21. Hukuk Dairesi 2007/22149 E. , 2008/16304 K.
"İçtihat Metni"MAHKEMESİ : Lüleburgaz Asliye Hukuk (İş) Mahkemesi
TARİHİ : 02/07/2007
NUMARASI : 2001/806-2007/408
Davacı, davalılardan işverene ait işyerinde 01.01.1999-10.04.2001 tarihleri arasında sigortalı işçi olarak çalıştığının tespitine karar verilmesini istemiştir.
Mahkeme ilamında belirtildiği şekilde, isteğin kabulüne karar vermiştir.
Hükmün, davalılardan Kurum vekili tarafından temyiz edilmesi üzerine temyiz isteğinin süresinde olduğu anlaşıldıktan ve Tetkik Hakimi tarafından düzenlenen raporla dosyadaki kağıtlar okunduktan sonra işin gereği düşünüldü ve aşağıdaki karar tesbit edildi.
Dava, davacının davalı işverene ait işyerinde 1.1.1999-1.1.2000 tarihleri arasında 60,00 YTL ücretle, 1.1.2000-1.1.2001 tarihleri arasında 95,00 YTL ücretle ve 1.1.2001-10.4.2001 tarihleri arasında 115,00 YTL ücretle geçen çalışmalarının tesbiti istemine ilişkindir.
Mahkemece, istemin kabulüne karar verilmiş ise de; varılan bu sonuç eksik incelemeye dayalı olup usul ve yasaya aykırıdır.
Dosyadaki kayıt ve belgelerden davalı işveren tarafından davacıya ait işe giriş bildirgesinin davalı Kuruma verilmediği, mahkemece dönem bordroları ve davalı işyerine ait sigorta sicil dosyasının davalı Kurumdan istenmediği, davalı Kurumun davacının tescil kaydının olmadığını bildirdiği anlaşılmaktadır.

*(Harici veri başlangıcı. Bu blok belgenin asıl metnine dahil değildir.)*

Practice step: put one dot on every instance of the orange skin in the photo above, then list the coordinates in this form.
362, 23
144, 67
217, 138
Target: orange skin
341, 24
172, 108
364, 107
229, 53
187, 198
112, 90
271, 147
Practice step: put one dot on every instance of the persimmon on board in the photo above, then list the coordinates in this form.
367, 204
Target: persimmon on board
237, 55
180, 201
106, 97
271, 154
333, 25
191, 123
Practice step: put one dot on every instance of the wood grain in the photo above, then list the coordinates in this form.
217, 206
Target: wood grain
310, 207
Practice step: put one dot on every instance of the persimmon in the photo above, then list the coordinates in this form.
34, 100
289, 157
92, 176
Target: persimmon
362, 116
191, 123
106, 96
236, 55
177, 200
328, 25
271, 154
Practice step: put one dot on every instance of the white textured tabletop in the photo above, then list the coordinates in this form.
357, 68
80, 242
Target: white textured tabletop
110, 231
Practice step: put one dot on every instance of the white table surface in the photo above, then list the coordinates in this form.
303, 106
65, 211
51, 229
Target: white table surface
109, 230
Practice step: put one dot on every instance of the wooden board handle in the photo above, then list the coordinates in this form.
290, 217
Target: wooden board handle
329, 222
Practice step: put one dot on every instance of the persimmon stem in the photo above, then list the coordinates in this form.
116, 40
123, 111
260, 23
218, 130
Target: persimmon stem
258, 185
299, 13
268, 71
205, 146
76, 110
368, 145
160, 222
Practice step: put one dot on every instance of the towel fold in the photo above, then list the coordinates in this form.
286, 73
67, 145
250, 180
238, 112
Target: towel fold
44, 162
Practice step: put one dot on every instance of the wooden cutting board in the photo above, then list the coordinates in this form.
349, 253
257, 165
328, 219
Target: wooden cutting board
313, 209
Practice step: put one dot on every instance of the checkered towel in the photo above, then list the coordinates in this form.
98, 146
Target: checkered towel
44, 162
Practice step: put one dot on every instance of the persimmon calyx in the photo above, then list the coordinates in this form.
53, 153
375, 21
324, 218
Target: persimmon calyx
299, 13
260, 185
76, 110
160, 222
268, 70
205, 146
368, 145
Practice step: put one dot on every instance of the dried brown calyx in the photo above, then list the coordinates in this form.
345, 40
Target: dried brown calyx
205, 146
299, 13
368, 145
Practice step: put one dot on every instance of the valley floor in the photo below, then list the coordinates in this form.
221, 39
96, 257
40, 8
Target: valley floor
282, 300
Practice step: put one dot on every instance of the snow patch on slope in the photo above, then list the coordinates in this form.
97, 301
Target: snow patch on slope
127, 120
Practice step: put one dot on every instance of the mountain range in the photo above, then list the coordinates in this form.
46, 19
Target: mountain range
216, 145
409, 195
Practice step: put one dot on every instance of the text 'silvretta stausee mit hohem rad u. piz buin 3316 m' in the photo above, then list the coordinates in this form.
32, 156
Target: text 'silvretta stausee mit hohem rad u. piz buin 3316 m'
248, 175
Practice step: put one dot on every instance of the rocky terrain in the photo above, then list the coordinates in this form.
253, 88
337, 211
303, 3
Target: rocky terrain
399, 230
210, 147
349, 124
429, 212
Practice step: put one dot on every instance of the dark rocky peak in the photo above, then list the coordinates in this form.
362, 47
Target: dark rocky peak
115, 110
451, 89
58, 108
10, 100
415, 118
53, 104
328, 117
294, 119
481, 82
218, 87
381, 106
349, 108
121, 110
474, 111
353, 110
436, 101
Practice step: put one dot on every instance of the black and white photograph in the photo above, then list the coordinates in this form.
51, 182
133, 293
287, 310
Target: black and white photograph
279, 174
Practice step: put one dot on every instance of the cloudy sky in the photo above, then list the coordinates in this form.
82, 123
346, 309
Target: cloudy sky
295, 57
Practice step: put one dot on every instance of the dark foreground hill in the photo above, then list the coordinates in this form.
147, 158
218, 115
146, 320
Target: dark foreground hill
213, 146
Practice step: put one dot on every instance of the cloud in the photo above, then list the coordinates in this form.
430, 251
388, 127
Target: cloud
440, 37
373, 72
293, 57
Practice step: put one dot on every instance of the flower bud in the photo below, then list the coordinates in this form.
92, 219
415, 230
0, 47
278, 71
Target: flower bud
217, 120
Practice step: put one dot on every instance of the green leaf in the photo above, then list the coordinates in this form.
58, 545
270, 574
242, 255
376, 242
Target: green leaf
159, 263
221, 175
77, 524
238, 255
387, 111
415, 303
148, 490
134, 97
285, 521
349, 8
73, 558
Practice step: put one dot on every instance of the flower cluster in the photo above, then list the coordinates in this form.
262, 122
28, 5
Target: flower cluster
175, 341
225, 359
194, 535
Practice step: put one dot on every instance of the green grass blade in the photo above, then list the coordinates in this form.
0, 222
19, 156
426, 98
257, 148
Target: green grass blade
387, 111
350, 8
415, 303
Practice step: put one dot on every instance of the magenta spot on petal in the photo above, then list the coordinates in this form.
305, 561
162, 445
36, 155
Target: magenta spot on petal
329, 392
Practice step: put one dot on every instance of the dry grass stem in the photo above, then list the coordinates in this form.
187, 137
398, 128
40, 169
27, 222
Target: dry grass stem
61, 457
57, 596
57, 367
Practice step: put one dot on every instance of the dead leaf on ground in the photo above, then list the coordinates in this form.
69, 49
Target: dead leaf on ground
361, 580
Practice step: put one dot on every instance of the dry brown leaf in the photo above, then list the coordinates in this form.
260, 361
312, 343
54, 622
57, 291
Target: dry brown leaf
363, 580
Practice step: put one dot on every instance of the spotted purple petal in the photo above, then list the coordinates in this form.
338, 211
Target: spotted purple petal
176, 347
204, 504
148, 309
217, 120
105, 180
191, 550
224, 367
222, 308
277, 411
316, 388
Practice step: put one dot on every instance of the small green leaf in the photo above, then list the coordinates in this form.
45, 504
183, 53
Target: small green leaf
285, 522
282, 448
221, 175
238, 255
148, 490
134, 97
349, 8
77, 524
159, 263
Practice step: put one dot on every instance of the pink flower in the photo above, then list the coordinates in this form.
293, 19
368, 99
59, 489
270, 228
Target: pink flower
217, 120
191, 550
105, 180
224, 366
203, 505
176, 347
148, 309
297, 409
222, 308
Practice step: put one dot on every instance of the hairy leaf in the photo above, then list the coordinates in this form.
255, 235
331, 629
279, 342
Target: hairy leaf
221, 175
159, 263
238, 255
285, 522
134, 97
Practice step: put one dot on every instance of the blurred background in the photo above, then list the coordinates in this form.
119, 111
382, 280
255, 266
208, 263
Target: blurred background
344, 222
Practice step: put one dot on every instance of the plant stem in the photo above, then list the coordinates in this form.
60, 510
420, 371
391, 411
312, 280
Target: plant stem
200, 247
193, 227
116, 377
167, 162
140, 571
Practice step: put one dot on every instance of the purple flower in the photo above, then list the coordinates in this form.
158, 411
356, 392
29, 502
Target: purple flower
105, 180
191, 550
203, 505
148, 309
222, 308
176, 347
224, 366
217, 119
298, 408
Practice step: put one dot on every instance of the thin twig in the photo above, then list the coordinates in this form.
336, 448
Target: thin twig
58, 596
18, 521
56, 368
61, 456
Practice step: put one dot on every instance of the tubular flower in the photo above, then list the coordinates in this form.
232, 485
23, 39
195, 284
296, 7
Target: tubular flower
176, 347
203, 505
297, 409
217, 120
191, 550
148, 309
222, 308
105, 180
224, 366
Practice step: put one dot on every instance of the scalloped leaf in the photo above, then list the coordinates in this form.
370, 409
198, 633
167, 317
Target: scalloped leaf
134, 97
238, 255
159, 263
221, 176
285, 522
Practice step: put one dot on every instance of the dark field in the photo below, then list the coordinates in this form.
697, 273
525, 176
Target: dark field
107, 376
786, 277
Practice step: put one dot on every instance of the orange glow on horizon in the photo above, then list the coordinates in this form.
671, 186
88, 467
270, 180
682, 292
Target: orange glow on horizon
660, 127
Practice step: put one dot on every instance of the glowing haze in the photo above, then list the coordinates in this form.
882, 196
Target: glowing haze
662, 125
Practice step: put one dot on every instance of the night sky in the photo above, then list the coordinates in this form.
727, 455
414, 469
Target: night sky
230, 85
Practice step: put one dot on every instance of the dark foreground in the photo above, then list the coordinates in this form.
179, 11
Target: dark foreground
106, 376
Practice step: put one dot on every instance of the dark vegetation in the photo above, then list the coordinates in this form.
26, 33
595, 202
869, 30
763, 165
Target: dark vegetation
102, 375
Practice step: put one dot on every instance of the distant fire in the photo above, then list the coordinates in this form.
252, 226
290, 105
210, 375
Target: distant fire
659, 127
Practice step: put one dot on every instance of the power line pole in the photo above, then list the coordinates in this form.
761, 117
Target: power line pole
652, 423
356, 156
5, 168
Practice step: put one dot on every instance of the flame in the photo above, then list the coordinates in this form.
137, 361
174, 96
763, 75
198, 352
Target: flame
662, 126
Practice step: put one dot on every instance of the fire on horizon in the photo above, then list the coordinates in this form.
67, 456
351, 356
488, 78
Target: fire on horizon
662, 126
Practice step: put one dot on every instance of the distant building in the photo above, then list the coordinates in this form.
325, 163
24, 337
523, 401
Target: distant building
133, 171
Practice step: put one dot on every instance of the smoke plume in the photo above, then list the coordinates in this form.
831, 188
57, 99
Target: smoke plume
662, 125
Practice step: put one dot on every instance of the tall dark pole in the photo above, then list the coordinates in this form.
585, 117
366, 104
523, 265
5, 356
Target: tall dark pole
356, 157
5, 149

Uyuşmazlık fiili çalışma olgusunun yöntemince kanıtlanmış olup olmadığı, mahkemece bu yönde yapılan inceleme ve araştırmanın hükme yeterli bulunup bulunmadığı noktasında toplanmaktadır.
Davanın yasal dayanağını oluşturan 506 sayılı Yasa’nın 79/10.maddesinde bu tür hizmet tesbiti davalarının kanıtlanması yönünden özel bir yöntem öngörülmemiştir. Kimi ayrık durumlar dışında resmi belge ve yazılı delillerin bulunması sigortalı sayılması gereken sürelerin saptanmasında güçlü delil olmaları itibariyle sonuca etkili olurlar. Ne var ki bu tür kanıtların bulunmaması halinde somut bilgilere dayanması inandırıcı olmaları koşuluyla bordro tanıkları veya iş ilişkisini bilen komşu işyeri çalışanları gibi kişilerin bilgileri ve bunlara destekleyen diğer tanıklarla dahi sonuca gitmek mümkündür. Bu yön, Yargıtay Hukuk Genel Kurulu’nun 16.9.1999 gün 1999/21-510-527, 30.6.1999 gün 1999/21-549-555, 5.2.2003 gün 2003/21-35-64, 15.10.2003 gün 2003/21-634-572, 3.11.2004 gün 2004/21-480-579 ve 2004/21-479-578, 10.11.2004 gün 2004/21-538 ve 1.12.2004 gün 2004/21-629 sayılı kararlarında da vurgulanmıştır.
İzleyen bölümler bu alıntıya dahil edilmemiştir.